Nick Cave Explains Why He’s Going to King Charles III’s Coronation

“I hold an inexplicable emotional attachment to the Royals,” the Bad Seeds musician explained while also saying he’s not a monarchist, royalist, or republican
Nick Cave
Nick Cave, February 2015 (Samir Hussein/WireImage)

Nick Cave is apparently going to the coronation of King Charles III and the queen consort, Camilla, as the king and queen of the United Kingdom and the Commonwealth realms. He also, apparently, does not care what anyone thinks about his decision to attend. In a new edition of his newsletter, The Red Hand Files, Cave responded to four readers who asked (some incredulously) why the musician was choosing to go to the coronation. “I’ll make this a quick one because I’ve got to work out what I am going to wear to the Coronation,” Cave quipped.
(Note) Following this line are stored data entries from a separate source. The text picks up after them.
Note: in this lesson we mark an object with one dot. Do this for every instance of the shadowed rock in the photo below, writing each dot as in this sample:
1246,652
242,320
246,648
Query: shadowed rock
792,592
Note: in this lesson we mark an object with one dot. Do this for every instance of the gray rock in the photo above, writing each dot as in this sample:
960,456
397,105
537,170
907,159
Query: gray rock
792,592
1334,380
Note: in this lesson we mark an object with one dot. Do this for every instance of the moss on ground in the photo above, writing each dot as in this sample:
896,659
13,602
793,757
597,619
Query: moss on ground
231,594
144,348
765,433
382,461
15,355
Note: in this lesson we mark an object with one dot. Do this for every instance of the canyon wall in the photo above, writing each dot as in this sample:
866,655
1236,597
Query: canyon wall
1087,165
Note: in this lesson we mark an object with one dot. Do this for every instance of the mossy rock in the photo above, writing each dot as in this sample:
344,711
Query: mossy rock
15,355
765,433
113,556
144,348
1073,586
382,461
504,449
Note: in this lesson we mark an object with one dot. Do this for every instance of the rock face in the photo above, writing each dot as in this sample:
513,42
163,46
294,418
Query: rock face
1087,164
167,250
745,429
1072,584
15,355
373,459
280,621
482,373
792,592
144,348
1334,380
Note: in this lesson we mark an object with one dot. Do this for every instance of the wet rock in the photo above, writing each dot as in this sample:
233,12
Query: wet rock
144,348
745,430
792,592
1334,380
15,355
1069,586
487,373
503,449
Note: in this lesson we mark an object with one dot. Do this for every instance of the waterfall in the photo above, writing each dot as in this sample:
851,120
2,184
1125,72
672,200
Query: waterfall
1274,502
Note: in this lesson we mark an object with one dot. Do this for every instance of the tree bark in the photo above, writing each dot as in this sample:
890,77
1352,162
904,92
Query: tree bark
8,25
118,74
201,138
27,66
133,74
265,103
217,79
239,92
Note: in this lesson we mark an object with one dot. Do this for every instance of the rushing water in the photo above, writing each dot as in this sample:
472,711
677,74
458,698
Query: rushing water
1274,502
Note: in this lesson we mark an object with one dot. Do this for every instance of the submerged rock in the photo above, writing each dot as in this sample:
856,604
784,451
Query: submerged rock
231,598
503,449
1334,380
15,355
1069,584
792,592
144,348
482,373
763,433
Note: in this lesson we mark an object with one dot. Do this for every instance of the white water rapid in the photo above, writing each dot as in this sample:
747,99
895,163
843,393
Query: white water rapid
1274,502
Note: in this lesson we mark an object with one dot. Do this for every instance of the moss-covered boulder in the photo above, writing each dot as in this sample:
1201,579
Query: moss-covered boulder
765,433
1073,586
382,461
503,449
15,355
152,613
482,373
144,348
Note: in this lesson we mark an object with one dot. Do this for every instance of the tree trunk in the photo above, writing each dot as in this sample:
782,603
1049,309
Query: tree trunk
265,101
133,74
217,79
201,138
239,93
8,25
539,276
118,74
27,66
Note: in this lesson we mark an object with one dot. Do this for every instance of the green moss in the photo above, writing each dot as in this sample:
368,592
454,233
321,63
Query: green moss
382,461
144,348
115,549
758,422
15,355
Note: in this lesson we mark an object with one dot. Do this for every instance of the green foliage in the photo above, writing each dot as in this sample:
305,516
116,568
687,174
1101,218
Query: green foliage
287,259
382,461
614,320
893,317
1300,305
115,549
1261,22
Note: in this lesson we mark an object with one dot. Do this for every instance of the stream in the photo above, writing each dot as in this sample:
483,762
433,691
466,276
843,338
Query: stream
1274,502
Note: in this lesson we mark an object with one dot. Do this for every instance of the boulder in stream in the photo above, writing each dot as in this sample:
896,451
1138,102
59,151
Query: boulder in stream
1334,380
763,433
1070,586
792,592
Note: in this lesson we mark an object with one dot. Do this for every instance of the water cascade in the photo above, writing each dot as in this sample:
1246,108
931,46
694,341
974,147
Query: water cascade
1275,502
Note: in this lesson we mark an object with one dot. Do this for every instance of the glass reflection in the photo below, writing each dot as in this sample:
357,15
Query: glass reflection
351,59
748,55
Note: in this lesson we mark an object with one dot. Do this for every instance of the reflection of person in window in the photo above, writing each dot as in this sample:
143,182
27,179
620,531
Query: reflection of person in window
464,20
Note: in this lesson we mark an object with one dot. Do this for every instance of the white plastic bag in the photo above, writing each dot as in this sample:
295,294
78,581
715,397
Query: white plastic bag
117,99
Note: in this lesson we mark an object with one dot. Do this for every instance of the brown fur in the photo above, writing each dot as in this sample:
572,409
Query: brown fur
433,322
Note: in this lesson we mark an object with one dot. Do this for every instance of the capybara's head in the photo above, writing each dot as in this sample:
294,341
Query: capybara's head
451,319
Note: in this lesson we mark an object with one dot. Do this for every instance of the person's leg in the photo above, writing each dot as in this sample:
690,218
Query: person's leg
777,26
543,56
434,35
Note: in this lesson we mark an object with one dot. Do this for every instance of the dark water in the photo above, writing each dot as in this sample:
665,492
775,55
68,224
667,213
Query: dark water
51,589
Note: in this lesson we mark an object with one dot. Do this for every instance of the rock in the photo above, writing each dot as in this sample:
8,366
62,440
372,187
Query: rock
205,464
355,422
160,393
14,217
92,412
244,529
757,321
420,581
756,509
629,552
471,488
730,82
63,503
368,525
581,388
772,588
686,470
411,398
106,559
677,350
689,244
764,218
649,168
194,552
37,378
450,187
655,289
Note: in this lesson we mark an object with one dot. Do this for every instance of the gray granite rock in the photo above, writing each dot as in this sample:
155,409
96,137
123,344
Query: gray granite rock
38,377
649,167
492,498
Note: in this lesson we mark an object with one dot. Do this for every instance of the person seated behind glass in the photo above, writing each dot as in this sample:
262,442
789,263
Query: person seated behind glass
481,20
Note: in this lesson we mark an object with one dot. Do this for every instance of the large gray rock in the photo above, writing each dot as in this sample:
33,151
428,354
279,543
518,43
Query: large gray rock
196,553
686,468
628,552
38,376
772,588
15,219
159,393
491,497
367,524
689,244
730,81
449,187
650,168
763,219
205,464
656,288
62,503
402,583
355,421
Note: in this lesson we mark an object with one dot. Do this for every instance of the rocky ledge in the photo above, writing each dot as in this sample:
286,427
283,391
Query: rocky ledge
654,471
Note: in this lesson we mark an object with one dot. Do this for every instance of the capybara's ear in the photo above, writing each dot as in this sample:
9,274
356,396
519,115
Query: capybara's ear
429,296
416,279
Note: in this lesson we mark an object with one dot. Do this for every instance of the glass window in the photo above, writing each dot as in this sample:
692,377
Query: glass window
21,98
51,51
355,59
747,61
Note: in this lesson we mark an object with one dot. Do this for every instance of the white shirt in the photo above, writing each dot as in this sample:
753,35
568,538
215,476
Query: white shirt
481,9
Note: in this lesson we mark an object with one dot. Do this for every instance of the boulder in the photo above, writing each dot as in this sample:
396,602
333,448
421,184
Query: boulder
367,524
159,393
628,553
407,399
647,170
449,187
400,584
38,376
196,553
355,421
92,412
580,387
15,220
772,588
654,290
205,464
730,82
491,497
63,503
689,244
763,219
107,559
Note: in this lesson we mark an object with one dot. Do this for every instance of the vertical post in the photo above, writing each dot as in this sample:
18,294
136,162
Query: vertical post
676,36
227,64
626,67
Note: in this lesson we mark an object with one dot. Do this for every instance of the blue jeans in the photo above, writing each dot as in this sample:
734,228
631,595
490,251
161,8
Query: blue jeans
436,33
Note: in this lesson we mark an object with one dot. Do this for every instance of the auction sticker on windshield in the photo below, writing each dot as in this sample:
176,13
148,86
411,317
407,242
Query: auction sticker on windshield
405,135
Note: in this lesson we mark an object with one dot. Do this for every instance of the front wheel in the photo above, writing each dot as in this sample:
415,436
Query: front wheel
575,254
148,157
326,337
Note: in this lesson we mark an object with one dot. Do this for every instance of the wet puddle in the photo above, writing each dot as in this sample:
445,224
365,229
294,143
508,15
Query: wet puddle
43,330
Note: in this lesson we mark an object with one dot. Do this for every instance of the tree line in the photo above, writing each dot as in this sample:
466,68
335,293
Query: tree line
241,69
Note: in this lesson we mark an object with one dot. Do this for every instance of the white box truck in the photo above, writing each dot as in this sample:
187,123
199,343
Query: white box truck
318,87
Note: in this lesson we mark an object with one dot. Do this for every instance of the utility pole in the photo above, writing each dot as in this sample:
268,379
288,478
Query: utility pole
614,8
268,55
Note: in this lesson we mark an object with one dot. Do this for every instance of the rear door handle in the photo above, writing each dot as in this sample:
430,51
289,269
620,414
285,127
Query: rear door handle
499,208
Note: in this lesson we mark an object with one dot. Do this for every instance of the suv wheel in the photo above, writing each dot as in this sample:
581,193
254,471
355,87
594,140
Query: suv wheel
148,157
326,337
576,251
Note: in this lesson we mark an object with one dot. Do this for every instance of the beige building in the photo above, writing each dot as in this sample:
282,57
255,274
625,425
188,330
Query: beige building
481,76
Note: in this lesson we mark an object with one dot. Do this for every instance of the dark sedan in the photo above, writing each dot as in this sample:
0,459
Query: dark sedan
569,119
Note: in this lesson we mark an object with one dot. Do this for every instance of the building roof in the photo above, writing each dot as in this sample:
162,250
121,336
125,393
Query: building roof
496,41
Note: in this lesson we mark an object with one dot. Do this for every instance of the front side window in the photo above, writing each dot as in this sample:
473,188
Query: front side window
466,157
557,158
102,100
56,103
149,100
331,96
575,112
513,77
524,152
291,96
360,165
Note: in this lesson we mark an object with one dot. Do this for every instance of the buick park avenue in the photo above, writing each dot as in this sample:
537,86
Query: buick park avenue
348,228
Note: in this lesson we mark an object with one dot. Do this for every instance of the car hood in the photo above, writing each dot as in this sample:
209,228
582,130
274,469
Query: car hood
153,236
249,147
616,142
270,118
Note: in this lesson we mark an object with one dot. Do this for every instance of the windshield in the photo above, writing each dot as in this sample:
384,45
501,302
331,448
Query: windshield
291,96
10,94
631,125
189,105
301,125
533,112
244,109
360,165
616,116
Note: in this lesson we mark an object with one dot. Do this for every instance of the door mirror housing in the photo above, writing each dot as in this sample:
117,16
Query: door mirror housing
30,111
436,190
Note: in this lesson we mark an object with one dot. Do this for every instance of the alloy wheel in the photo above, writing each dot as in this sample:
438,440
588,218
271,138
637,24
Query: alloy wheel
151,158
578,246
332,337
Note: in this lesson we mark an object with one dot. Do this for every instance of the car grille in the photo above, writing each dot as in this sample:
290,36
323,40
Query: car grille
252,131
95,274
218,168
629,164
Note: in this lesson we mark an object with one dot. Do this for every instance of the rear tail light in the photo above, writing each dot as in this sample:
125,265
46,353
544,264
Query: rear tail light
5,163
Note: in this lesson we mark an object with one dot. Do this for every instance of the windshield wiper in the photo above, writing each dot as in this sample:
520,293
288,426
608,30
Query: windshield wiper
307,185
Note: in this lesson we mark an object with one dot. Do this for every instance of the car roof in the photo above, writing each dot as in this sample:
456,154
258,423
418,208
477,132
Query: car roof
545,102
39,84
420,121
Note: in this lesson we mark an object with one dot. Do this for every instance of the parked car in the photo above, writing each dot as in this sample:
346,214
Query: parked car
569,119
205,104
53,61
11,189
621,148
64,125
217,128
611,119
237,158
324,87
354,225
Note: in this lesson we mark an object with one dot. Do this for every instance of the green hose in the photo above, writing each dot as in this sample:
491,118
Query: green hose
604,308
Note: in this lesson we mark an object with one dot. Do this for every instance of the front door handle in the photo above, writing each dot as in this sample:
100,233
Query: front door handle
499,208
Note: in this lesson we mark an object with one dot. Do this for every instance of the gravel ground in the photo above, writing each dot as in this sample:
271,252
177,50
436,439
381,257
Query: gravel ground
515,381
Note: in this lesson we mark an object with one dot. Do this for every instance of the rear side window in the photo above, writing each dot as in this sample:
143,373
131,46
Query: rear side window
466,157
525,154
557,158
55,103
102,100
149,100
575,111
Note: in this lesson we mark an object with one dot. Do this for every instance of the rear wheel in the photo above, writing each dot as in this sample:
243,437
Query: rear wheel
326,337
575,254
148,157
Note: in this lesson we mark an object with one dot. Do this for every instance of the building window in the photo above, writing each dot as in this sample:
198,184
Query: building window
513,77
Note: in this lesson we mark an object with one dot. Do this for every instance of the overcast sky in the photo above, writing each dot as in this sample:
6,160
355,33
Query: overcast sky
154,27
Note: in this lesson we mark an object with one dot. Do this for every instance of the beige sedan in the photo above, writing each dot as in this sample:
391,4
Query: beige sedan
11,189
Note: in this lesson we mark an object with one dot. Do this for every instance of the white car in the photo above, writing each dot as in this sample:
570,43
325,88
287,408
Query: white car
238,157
The Bad Seeds musician continued:

I am not a monarchist, nor am I a royalist, nor am I an ardent republican for that matter; what I am also not is so spectacularly incurious about the world and the way it works, so ideologically captured, so damn grouchy, as to refuse an invitation to what will more than likely be the most important historical event in the UK of our age. Not just the most important, but the strangest, the weirdest.

Cave also wrote that he once met Queen Elizabeth II and that he surprisingly found himself crying while watching her funeral last year. “I guess what I am trying to say is that, beyond the interminable but necessary debates about the abolition of the monarchy, I hold an inexplicable emotional attachment to the Royals—the strangeness of them, the deeply eccentric nature of the whole affair that so perfectly reflects the unique weirdness of Britain itself,” he explained. “I’m just drawn to that kind of thing—the bizarre, the uncanny, the stupefyingly spectacular, the awe-inspiring.”

Cave concluded, “So, with all that in mind, I am looking forward to going the Coronation. I think I’ll wear a suit.”

Nick Cave was born and raised in Australia—a Commonwealth nation whose head of state is ceremonially King Charles III—and he has spent many years of his life living in England. In 2017, he was named an Officer of the Order of Australia.

The coronation takes place on Saturday, May 6, at Westminster Abbey. It will be the first coronation since Charles’ late mother, Elizabeth II, was crowned in 1953.